Partout et nulle part
Partout et nulle part
Elles s'appelaient Alisha, Stéphanie, Doriane, Marie-Claire. Elles habitaient de
grandes villes ou de petites communes disséminées à travers la France. Elles
avaient 14, 22, 32 et 72 ans. Un jour, leur nom est apparu dans les pages du
Parisien, de Ouest France ou de Var Matin. Le titre annonçait : “Féminicide, le
compagnon en détention provisoire”. Les articles étaient parfois accompagnés d’une
photographie sur laquelle figuraient des véhicules aux gyrophares tournoyants, des
cordons de sécurité et des agents de la police scientifique.
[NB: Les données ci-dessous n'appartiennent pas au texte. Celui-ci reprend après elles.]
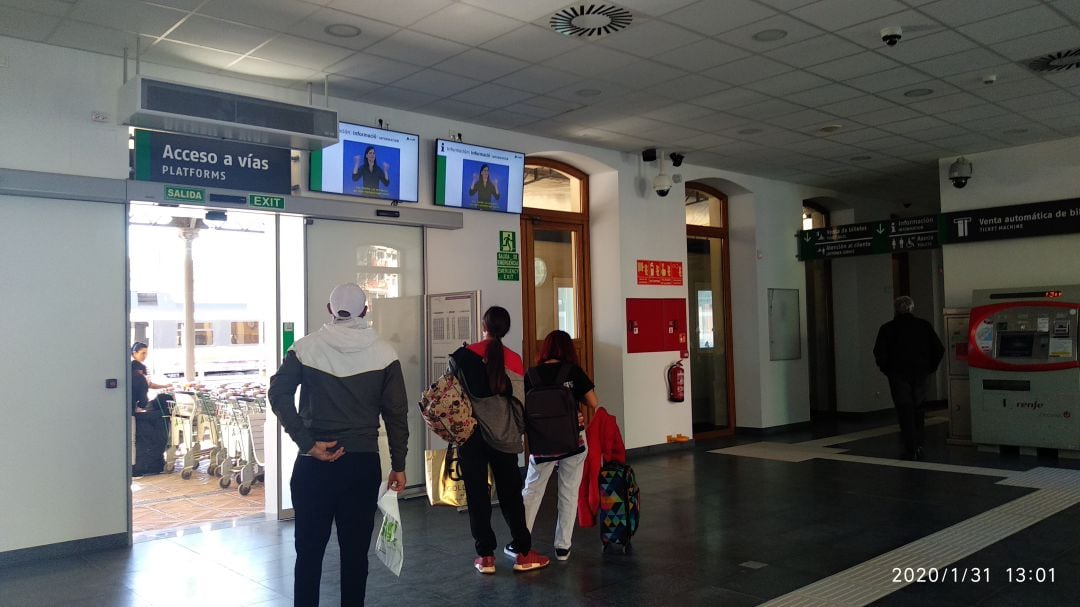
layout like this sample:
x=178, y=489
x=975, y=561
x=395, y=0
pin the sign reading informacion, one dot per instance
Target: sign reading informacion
x=659, y=273
x=508, y=265
x=199, y=161
x=872, y=238
x=1013, y=221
Le lendemain, ce “fait
divers”, que l’on appelle encore trop souvent “crime passionnel”, était chassé par un
autre.
Toutes ces femmes ont un point commun : celui d’avoir été tuées par leur mari,
ex-compagnon, par un amant ou un prétendant. Les chiffres sont effrayants : on
dénombre plus de cent féminicides chaque année entre 2019 et 2021. Souvent, la
victime a déposé plainte au commissariat avant les faits. Il est évident que ce
phénomène de société n’est encore que trop rarement sérieusement considéré et
qu’une prise de conscience collective suivie de réformes concrètes peuvent - et
doivent - à l’avenir sauver ces vies.
Le lit d’une rivière, une exploitation agricole, une barre d’immeuble, une forêt de
pins. Les endroits où ces femmes sont mortes sont simples et ordinaires. Les
images que j’y ai prises cherchent à révéler l’invisible. Qu’il s’agisse de paysages ou
d’intérieurs, ce vide volontaire au centre du cadre renvoie à la disparition de chaque
victime, à son absence, à un silence.